Monday 15 July 2013

ENI - Home Sweet Home

The bamboo mat house that Paul and his family first lived in at ENI mission in 1970.

Mother George (on the far left), the Marwaih family and the Chinchens.

(Paul) The ENI mission we lived on was named after Mother George - Elizabeth Native (later changed to "National") Interior Mission.  Mother George was an amazing old school missionary. She was an African American from Texas born to parents who had both been slaves. She came to Liberia in the 1930's, long before there were roads into the interior. To get from ENI mission to Monrovia she would either walk for weeks at a time, be pushed in a wheelbarrow , or take a dug put canoe along the coast.  But as a young boy growing up on the mission next door to the 80 something year old missionary what impressed me the most was her love for singing songs to her savior. Every evening sitting at her feet out in the middle of the airstrip singing til the sun began to set.
Sadie Ju in the middle. Palmer on the right. Painted bamboo matting on the wall. Sad story, though. A few months after this picture was taken Sadie Ju was eaten by driver ants.

Touring ENI mission - standing on the last bridge, over the last swamp that dad had to cross (see picture below of dad's men building the bridge we are standing on) when he pushed a 6-mile road through the the jungle and swamps to ENI mission.

We were escorted by a couple dozen curious children from the village.

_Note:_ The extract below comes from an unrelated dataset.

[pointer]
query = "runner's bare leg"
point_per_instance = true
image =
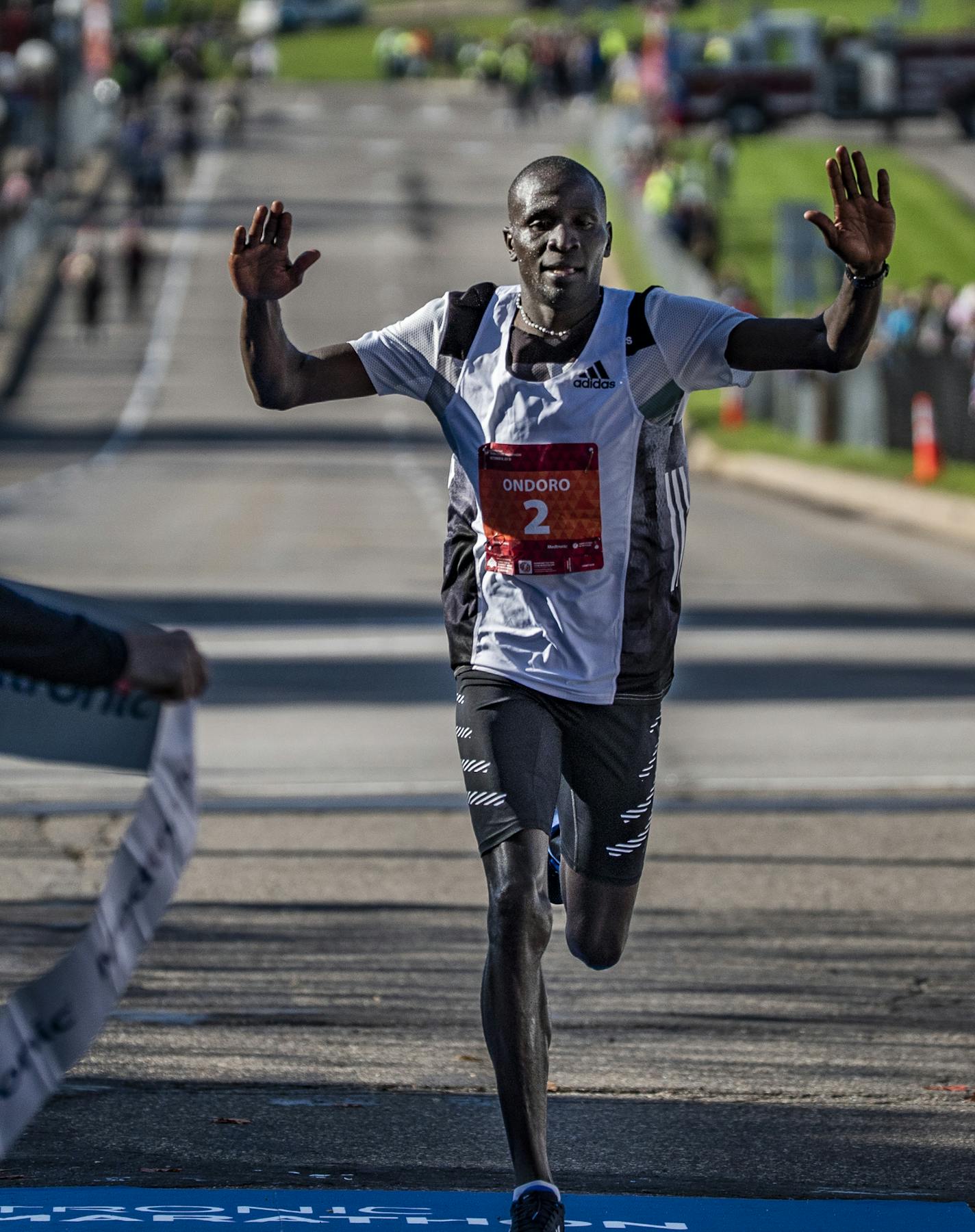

The front porch of our cement block house dad built TWICE -- first in 1972 -- it was burned down a year later by the Clarks whose son Billy mistakenly put gasoline in a kerosine refridgerator -- yes, it blew up! Aunt Pat was upstairs in the tub at the time. She had to escape through a second floor window. No, she did not have time to go look for a change of clothes!, (not to be confused with the bamboo house that burned down a year earlier on the same mission station -- yes, Satan was trying his best to get mom and dad to run away from missions BEFORE they could found ABC), then rebuilt again after the fire in 1973.
Inside the living room.  
The front steps.
Paul and Palmers bedroom. The infamous window is on the left that neither Palmer or I would sleep under -- yes, that means Palmer and I shared a bed all the way through 6th grade!  A couple important reasons: 1) the drums beating all night from Plandebalibo Village scared the heebie-jeebies out of us. 2) It's the same window where we heard, and then saw a naked guy smeared in white mud singing in many voices all at once. Yes, very creepy.